When I read Don't Sleep There are Snakes by Daniel Everet - in which he talks of his time living with a tribe in Brazil ( I think) still living a hunter gatherer life, what struck me was that the men spent their time ' hunting' largely by lounging around in fishing boats on the river all day, - and only occasionally hunting larger animals in the jungle - whereas the women spent their days in hard physical labour of digging up deeply rooted root vegetables with primitive tools. If the men returned at night when the women were sleeping, the women were woken up to cook the fish. Of course, the women would also have been responsible for the children all day, and all other domestic tasks. So egalitarian hunter gatherer society, my arse. Its pretty clear that the women did the bulk of the work, and the hard work, whilst the men took the easy jobs for themselves.

Seagullstopitnow · 09/02/2026 13:35

TwoLoonsAndASprout · 09/02/2026 10:41

I used to have a certain amount of respect for her - she wrote a lot about the cure for unwanted pregnancies being to stop unwanted ejaculations, not to police women’s bodies. But then she started spouting this sort of nonsense and, well…

designmom.substack.com/p/the-existence-of-trans-people-is

Eww

GeneralPeter · 09/02/2026 14:25

I thought I was going to agree with this (males as dispensable, world changing makes them (us: I’m one) much less useful, society in for big shifts), but I found it pretty tendentious.

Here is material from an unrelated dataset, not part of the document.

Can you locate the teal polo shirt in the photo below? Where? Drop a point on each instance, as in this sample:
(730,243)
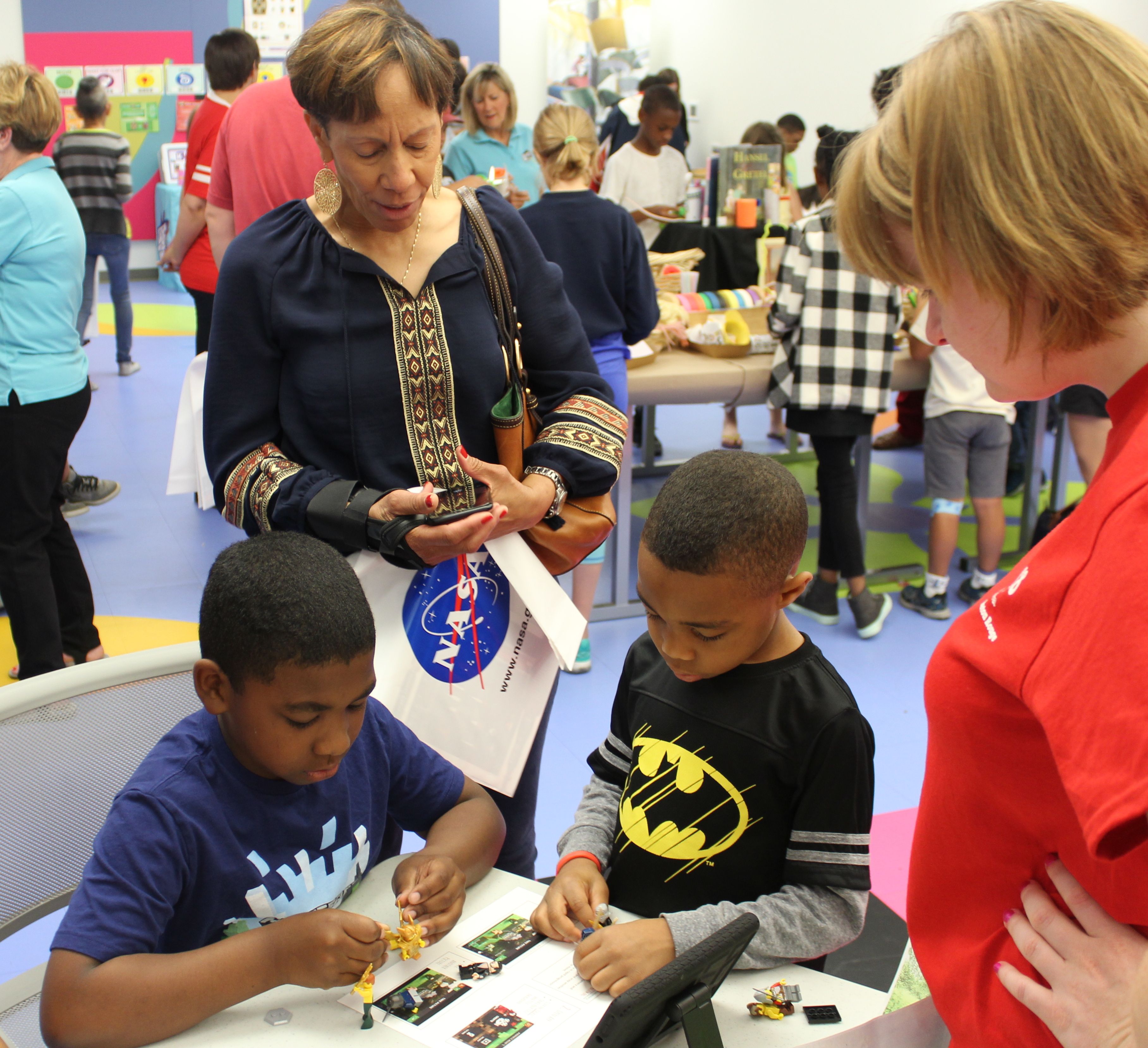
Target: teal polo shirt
(42,282)
(477,154)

ArabellaScott · 09/02/2026 14:39

dysschoolsupport · 09/02/2026 13:21

When I read Don't Sleep There are Snakes by Daniel Everet - in which he talks of his time living with a tribe in Brazil ( I think) still living a hunter gatherer life, what struck me was that the men spent their time ' hunting' largely by lounging around in fishing boats on the river all day, - and only occasionally hunting larger animals in the jungle - whereas the women spent their days in hard physical labour of digging up deeply rooted root vegetables with primitive tools. If the men returned at night when the women were sleeping, the women were woken up to cook the fish. Of course, the women would also have been responsible for the children all day, and all other domestic tasks. So egalitarian hunter gatherer society, my arse. Its pretty clear that the women did the bulk of the work, and the hard work, whilst the men took the easy jobs for themselves.

Sounds a bit like lions/lionesses. Lions only hunt when the lionesses are tending newborn cubs.

Its similar to how labour is divided all over, no? Largely, men have jobs outside the home, aiming to earn money, while women are small scale farming, slogging at housework, child rearing, and engaged in non stop domestic labour in the home.

OP posts:
Slightyamusedandsilly · 09/02/2026 14:40

TwoLoonsAndASprout · 09/02/2026 10:41

I used to have a certain amount of respect for her - she wrote a lot about the cure for unwanted pregnancies being to stop unwanted ejaculations, not to police women’s bodies. But then she started spouting this sort of nonsense and, well…

designmom.substack.com/p/the-existence-of-trans-people-is

Thanks for sharing. I like her even more now!